Section 6.10's general rules define the results of LEAD, LAG,
FIRST_VALUE, LAST_VALUE, NTH_VALUE in terms of the rows available in the
window frame of the current window, not its partition.

Meanwhile, section 6.10 <window function> syntax rule 6 says that
LEAD/LAG must use a window that has an ordering clause and no
framing clause.

This means that without an explicit framing clause, none of these
functions can "look beyond" the last peer of the current row; and
what's worse, LEAD/LAG seem to be explicitly forbidden from looking
further than that even if we had an implementation of framing clauses.

This seems to be less than sane. I would certainly expect that LEAD(x)
gives you the next value of x regardless of peer-row status, since
LAG(x) gives you the prior value of x regardless of peer row status.
It is also simply bizarre for FIRST_VALUE to give you the partition's
first row when LAST_VALUE doesn't give you the partition's last row.

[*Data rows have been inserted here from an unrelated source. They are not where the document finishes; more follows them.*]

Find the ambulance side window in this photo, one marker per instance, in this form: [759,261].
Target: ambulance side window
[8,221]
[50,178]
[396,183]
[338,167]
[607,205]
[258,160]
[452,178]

Are there any errata for SQL2008 yet? Can anyone check the actual
behavior of DB2 or other DBMS's that claim to implement these functions?

I notice that the current patch code seems to implement
first/last/nth_value using the frame, but lead/lag using the partition,
which doesn't conform to spec AFAICS ... but lead/lag on the frame
doesn't actually appear to be a useful definition so I'd rather go
with that than with what the letter of the spec seems to say.

Lastly, for a simple aggregate used with an OVER clause, the current
patch seems to define the aggregate as being taken over the frame
rather than the partition, but I cannot find anything in SQL2008 that
lends any support to *either* definition.

Comments? This all seems rather badly broken.